Henry Petroski’s The Evolution of Useful Things is ostensibly about how things like paperclips and zippers came into being. And, sure, that stuff is in the book. But what is most interesting (for me and probably for other designers as well) is his debunking of the design dictum “Form Follows Function,” replacing it instead with “Form Follows Failure.”
Petroski looks at the diversity of objects (131 knives in the Montgomery Ward catalog, say) and asks, Why? “What underlying idea governs how a particular product looks?” he asks.
All designed objects, Petroski asserts, leave room for improvement. Nothing is perfect. Even things that have been “perfected” over a millennia such as tables and chairs can be improved upon. It is the one common feature among made objects, and
“it is exactly this feature that drives the evolution of things, for the coincidence of a perceived problem with an imagined solution enables a design change.”
What form the solution takes can vary widely, given the same basic problem. Petroksi offers up the example of the fork and chopsticks as an example. Both designed for manipulating food from a hot pot (which would burn and dirty the fingers) to the mouth, but two very different design solutions. Form does not follow function. Instead, “the form of one thing follows the failure of another thing to function as we would like.”

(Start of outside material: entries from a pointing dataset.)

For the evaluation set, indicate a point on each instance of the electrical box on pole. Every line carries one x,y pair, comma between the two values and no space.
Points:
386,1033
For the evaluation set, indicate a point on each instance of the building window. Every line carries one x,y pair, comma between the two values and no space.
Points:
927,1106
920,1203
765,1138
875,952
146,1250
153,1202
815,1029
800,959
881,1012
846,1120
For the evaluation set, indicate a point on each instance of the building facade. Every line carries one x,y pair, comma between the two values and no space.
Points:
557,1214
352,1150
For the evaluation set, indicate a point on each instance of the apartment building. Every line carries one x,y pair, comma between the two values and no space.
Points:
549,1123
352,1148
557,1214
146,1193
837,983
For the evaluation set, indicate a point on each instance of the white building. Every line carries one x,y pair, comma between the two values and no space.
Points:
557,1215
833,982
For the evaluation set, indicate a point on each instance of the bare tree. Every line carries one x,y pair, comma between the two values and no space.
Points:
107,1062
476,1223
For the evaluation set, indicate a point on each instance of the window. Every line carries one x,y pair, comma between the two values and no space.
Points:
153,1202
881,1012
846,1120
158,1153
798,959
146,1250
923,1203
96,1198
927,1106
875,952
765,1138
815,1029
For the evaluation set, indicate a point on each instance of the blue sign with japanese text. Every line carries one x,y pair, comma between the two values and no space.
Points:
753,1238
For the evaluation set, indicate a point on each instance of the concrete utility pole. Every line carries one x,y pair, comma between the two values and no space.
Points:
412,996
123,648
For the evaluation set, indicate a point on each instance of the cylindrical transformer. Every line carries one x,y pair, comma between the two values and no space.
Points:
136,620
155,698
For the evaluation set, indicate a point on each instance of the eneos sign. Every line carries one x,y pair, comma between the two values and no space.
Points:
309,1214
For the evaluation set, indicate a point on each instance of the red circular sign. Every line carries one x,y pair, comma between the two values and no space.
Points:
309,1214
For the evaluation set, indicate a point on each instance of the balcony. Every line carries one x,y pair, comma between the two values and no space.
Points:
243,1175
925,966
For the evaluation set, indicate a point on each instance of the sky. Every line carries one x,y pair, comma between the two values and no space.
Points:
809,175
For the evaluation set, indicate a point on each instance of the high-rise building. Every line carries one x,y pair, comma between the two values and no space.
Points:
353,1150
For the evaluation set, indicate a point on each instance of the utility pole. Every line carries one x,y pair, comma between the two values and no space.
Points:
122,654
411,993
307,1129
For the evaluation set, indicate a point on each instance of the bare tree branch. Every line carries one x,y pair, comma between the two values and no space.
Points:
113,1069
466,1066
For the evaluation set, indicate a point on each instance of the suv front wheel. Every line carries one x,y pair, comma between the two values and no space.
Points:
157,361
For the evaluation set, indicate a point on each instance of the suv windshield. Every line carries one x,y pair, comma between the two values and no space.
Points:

This isn’t to say that some designs aren’t better than others. Certain attributes (like the appearance of a chess piece or the tines of a fork) become fixed over time because they are more perfect than any solution found thus far. New designs (or “inventions” as Petroski calls them) arise out of “the crowded past of reality” only if they better address the perceived need better than what is currently available, often following the correction of failure after failure, sometimes for centuries. “Looking forward is indeed the essence of design, but artifacts take their form over the course of long, rough, and frequently precarious roads,” Petroksi writes.
Form (at least expected form) also follows, to an extent, fashion. “Fashion more than function is without question what determins so many of the contemporary forms around us,” Petroksi claims, adding a warning, “A myopic obsession with fashion…can lead to premature extinction…if it does not anticipate failure in the broadest sense, including the failure to be fashionable tomorrow.”
As a plumber’s son (and grandson and great-grandson), I was particularly taken with the chapters on specialized tools, which goes into detail about why, for instance, there are dozens of types of hammers. There’s also an interesting discussion about the social life of tools, how it is more socially-advantageous to be able to handle silverware well than it is to wield a hammer well.
Petroski also notes that design solutions can also give rise to new problems. fast-food packaging, for instance, while excellent for solving the immediate problems of making and consuming the food rapidly, are a tremendous litter problem. Petroski admonishes designers to “look beyond immediate use. Each artifact introduced into the universe of people and things alters the behavior of both.”